Over time, the Jewish community of Jerusalem increased until it once again became the center of Jewish life in Israel. Sephardim and Ashkenazim prayed and studied together in the Ramban Synagogue for the next 300 years. Then in 1589, due to the abject poverty in the Jewish community, the building was confiscated. By then, however, the Jewish community was established. It would continue and increase for centuries … until 1948.
During the early stages of Israel’s War of Independence, Jewish forces fought a desperate battle to hold on to the Old City. Ultimately they surrendered to the Jordanians, who evicted all the Jewish residents. Dozens of synagogues were destroyed and the remnants of hundreds of years of Jewish existence in Jerusalem were wiped out. The Ramban Synagogue itself was turned into a dumpsite.

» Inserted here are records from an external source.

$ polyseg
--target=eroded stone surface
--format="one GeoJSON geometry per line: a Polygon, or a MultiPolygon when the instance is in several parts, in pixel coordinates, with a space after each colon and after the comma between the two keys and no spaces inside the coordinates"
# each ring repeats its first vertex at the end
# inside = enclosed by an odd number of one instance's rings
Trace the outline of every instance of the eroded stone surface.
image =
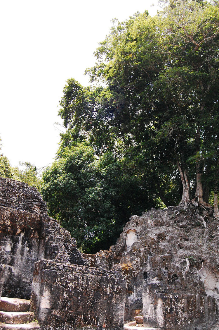
{"type": "MultiPolygon", "coordinates": [[[[83,254],[45,213],[41,197],[32,202],[36,191],[1,182],[3,292],[29,296],[34,263],[41,259],[35,264],[32,306],[42,330],[113,330],[122,328],[123,315],[127,321],[141,315],[142,329],[216,330],[219,223],[210,209],[151,209],[131,217],[109,251],[83,254]]],[[[0,279],[0,293],[1,285],[0,279]]]]}
{"type": "Polygon", "coordinates": [[[35,265],[32,308],[41,325],[54,329],[64,322],[122,329],[125,287],[116,272],[43,259],[35,265]]]}
{"type": "Polygon", "coordinates": [[[101,252],[101,264],[126,280],[125,321],[143,310],[145,326],[193,330],[217,317],[219,223],[211,214],[153,209],[131,217],[117,244],[101,252]]]}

Israeli independence was achieved, but Jerusalem’s ancient streets again lay empty, as during the dark days of the Crusades.
It was 19 years later, in June 1967, that Jerusalem was reunited. Many of the ancient synagogues were rebuilt, and the Jewish community of the Old City was restored.
In the center of today’s thriving Jewish Quarter stands the Ramban Synagogue. The history and holiness can be felt in its every brick and archway. It is a place bustling with prayer and Torah learning, its presence a living testimony to the efforts of Nachmanides some 700 years ago.